Decommissioning is a normal and planned petroleum activity and generally involves the plugging and permanently closing off wells, the safe removal of equipment, infrastructure and property and importantly restoration of the environment at the end of the life of a project, in this case (Urau) 25 years.
The expectation is that the subsea umbilicals, risers, and flowlines are commonly referred to as SURF components “will be detached from the FPSO and abandoned-in-place on the sea floor.”
According to ExxonMobil, this will be done in consistence with “industry best practices at the time of decommissioning.”
The FPSO, EEPGL said, “is expected to be towed away, and the FPSO mooring system will be disconnected and abandoned on the sea floor—consistent with standard industry practice.”
Pressed on the vague language being used in the documents that leaves a vacuum of information for public consumption, Jackson noted that this was done in a deliberate fashion.
According to Jackson, this is the case since, at present there are numerous uncertainties and unknown factors in order to present details with more specificity.

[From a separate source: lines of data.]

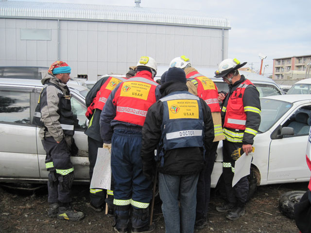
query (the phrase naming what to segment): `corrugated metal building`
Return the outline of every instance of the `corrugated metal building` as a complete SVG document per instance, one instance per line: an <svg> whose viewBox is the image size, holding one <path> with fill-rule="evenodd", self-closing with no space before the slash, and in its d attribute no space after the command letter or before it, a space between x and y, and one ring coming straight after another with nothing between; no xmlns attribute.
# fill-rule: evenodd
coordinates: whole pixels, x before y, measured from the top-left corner
<svg viewBox="0 0 311 233"><path fill-rule="evenodd" d="M0 66L67 62L72 76L125 73L141 56L158 66L186 55L216 67L228 54L229 21L201 11L0 1Z"/></svg>

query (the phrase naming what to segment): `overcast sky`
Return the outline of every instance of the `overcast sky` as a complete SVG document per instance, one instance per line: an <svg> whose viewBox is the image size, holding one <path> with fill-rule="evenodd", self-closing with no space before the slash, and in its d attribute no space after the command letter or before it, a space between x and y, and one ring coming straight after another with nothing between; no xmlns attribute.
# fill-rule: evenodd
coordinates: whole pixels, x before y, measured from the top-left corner
<svg viewBox="0 0 311 233"><path fill-rule="evenodd" d="M134 0L23 0L135 6ZM141 0L141 7L200 10L211 17L229 19L228 58L247 61L245 67L263 67L272 74L273 59L311 55L311 1L310 0ZM187 54L181 54L186 55Z"/></svg>

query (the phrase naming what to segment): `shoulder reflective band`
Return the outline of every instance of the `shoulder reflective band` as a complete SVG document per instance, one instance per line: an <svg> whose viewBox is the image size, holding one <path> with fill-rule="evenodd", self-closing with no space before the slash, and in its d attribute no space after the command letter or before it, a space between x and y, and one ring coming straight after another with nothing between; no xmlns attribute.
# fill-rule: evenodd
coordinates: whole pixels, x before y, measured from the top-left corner
<svg viewBox="0 0 311 233"><path fill-rule="evenodd" d="M51 168L51 167L54 167L54 165L53 164L52 162L50 162L50 163L47 163L45 164L45 167L47 168Z"/></svg>
<svg viewBox="0 0 311 233"><path fill-rule="evenodd" d="M65 125L64 124L61 124L60 126L63 130L73 130L73 125Z"/></svg>
<svg viewBox="0 0 311 233"><path fill-rule="evenodd" d="M70 172L73 171L73 167L72 168L67 169L66 170L61 170L60 169L56 169L56 173L60 174L63 176L65 176Z"/></svg>
<svg viewBox="0 0 311 233"><path fill-rule="evenodd" d="M254 113L258 113L258 114L260 114L261 112L259 108L255 108L255 107L251 107L250 106L246 106L246 107L244 107L244 111L253 112Z"/></svg>
<svg viewBox="0 0 311 233"><path fill-rule="evenodd" d="M117 199L113 200L113 203L116 205L127 205L131 204L132 200L129 199L127 200L118 200Z"/></svg>
<svg viewBox="0 0 311 233"><path fill-rule="evenodd" d="M113 191L107 190L107 194L108 195L113 196Z"/></svg>
<svg viewBox="0 0 311 233"><path fill-rule="evenodd" d="M233 119L232 118L228 118L228 123L231 124L235 124L236 125L245 125L246 120L238 120L238 119Z"/></svg>
<svg viewBox="0 0 311 233"><path fill-rule="evenodd" d="M166 139L167 140L178 138L180 137L191 137L193 136L202 135L202 131L199 130L183 130L182 131L177 131L176 132L169 133L166 134Z"/></svg>
<svg viewBox="0 0 311 233"><path fill-rule="evenodd" d="M149 206L149 203L139 202L134 200L132 200L131 204L133 206L138 207L140 209L146 209Z"/></svg>
<svg viewBox="0 0 311 233"><path fill-rule="evenodd" d="M254 130L250 128L246 128L244 131L244 133L250 133L251 134L256 136L258 132L256 130Z"/></svg>

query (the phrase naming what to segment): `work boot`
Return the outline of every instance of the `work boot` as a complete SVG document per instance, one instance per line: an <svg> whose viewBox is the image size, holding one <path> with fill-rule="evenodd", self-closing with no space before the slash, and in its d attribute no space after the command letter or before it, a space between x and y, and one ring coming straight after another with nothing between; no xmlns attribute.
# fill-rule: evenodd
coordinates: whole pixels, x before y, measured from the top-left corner
<svg viewBox="0 0 311 233"><path fill-rule="evenodd" d="M226 217L230 220L234 220L245 214L245 207L237 206L229 212Z"/></svg>
<svg viewBox="0 0 311 233"><path fill-rule="evenodd" d="M127 228L117 228L117 227L114 227L113 230L115 232L118 233L127 233Z"/></svg>
<svg viewBox="0 0 311 233"><path fill-rule="evenodd" d="M226 213L230 211L235 205L234 203L225 202L220 206L216 206L216 210L220 213Z"/></svg>
<svg viewBox="0 0 311 233"><path fill-rule="evenodd" d="M103 205L101 205L100 206L95 206L92 204L92 202L89 202L90 207L95 210L97 212L101 212L104 210L104 206Z"/></svg>
<svg viewBox="0 0 311 233"><path fill-rule="evenodd" d="M73 210L71 206L60 206L58 208L57 218L70 221L80 221L84 218L83 212Z"/></svg>
<svg viewBox="0 0 311 233"><path fill-rule="evenodd" d="M56 217L57 216L57 213L58 213L58 203L50 203L50 208L48 211L48 215L50 217Z"/></svg>
<svg viewBox="0 0 311 233"><path fill-rule="evenodd" d="M148 233L153 231L156 229L156 226L154 223L150 225L149 224L142 227L136 228L133 227L132 229L132 233Z"/></svg>
<svg viewBox="0 0 311 233"><path fill-rule="evenodd" d="M194 223L194 229L197 230L203 229L204 228L204 226L207 225L207 217L204 217L203 218L196 220Z"/></svg>

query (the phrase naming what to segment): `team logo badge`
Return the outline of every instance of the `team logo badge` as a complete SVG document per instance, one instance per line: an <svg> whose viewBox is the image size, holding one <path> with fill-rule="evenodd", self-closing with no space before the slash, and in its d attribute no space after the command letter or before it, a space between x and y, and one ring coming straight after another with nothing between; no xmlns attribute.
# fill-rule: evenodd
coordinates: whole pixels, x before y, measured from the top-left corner
<svg viewBox="0 0 311 233"><path fill-rule="evenodd" d="M125 92L129 91L130 89L131 89L131 86L129 85L124 85L122 88L123 91Z"/></svg>
<svg viewBox="0 0 311 233"><path fill-rule="evenodd" d="M109 85L110 85L110 86L115 86L117 85L117 84L118 83L117 83L117 82L115 81L111 81L109 83Z"/></svg>
<svg viewBox="0 0 311 233"><path fill-rule="evenodd" d="M170 108L170 110L172 113L177 113L179 111L180 108L177 105L172 105Z"/></svg>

He reminded too that the decommissioning plans are yet to be developed. When asked to provide what informs what amount is being deducted from Cost Oil for Decommissioning, Jackson was unable to provide a definitive answer.

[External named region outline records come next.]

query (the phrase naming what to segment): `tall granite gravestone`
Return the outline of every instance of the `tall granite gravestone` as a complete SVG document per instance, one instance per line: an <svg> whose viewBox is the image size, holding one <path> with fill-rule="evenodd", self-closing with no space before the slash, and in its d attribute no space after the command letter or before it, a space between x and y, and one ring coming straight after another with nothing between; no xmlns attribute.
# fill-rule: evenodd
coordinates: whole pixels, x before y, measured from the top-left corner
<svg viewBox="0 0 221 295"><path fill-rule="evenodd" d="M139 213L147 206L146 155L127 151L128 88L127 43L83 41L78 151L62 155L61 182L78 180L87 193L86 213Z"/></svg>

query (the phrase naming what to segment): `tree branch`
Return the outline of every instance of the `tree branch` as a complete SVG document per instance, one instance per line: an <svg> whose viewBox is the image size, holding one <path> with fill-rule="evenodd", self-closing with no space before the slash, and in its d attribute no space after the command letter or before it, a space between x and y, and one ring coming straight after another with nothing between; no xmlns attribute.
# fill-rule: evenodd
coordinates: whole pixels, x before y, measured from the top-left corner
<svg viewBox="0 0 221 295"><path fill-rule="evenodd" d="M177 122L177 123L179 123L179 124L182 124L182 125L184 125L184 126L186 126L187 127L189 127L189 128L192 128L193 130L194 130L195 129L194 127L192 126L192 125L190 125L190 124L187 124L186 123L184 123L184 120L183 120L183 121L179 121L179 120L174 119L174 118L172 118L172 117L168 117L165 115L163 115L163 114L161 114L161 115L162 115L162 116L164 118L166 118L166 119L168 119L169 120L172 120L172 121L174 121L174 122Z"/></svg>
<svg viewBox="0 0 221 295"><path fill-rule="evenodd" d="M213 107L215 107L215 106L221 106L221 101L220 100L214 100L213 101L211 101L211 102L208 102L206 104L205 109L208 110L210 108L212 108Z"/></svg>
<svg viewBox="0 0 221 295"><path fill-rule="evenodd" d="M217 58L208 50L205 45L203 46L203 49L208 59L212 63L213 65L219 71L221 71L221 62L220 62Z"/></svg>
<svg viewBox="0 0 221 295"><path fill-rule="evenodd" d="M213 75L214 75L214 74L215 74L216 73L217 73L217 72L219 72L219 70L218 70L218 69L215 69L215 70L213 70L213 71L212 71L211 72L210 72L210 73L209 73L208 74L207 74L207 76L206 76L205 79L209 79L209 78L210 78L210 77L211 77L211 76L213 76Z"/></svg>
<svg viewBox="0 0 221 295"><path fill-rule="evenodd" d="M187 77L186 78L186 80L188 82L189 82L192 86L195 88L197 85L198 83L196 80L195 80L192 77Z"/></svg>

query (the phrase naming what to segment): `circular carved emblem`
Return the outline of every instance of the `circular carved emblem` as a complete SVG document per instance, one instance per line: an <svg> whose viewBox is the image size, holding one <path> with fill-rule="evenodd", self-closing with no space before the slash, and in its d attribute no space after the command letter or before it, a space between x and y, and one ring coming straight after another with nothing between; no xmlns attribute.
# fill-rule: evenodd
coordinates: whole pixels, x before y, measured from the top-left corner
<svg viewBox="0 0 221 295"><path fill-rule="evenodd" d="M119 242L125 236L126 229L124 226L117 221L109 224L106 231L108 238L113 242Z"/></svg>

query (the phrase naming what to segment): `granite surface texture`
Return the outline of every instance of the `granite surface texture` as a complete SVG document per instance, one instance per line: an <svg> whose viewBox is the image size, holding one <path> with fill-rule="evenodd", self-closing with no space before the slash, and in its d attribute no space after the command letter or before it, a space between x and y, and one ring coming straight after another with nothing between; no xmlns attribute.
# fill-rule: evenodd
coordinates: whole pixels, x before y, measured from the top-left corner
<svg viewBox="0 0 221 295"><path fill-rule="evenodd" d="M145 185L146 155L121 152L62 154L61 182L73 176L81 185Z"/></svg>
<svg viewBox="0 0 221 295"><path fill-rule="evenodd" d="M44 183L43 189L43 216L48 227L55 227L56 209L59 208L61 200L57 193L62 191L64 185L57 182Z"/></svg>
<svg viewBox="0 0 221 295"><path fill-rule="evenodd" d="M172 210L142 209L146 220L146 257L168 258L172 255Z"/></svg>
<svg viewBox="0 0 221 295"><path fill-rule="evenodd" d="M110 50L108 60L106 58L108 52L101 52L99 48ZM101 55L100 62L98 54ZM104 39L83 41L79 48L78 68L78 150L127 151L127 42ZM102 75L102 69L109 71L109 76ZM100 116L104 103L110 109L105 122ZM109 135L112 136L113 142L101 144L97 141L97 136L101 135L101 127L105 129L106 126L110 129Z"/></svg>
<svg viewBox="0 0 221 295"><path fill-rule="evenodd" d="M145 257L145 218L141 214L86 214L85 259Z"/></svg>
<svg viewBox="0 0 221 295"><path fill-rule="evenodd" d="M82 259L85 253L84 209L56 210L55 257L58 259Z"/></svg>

He further contended that he was unable to, at the time, provide an equation that determines the amount of money to be deducted for the purpose of decommissioning.
Under the Production Sharing Agreement that has been guiding the operations of ExxonMobil since 2016, the company would have already begun deducting money from its operations for the decommissioning activities from the oil being produced.
Environmentalist and International Attorney at Law, Melinda Janki in December last, had lamented the arrangement.
She had noted in a public missive that at the end of production, the oil wells must be decommissioned i.e. permanently shut down and securely capped so they do not leak and pollute the Atlantic Ocean.
She had noted that a financial report by the global think tank IEEFA shows that by 2024, Esso will have deducted US$227M for decommissioning in Liza 1 alone.
“Obviously, Esso will keep on taking out decommissioning money for as long as it can.”
She had also noted that there is no guarantee that Esso will produce this decommissioning money when the wells have to be shut down.
“There isn’t even any guarantee that Esso will exist at decommissioning. The oil industry is known for leaving host countries to clean up its mess. ExxonMobil could wind up Esso and walk away, leaving Guyana to pay for decommissioning.”
The wells are ultra-deep and very dangerous and decommissioning is expensive, she reminded.
Those concerns had been raised at a time when Exxon was producing from the Liza I project.
ExxonMobil Guyana recently commenced public consultations having submitted an application for environmental authorisation for its fifth development in the Stabroek Block its Urau-1 field development.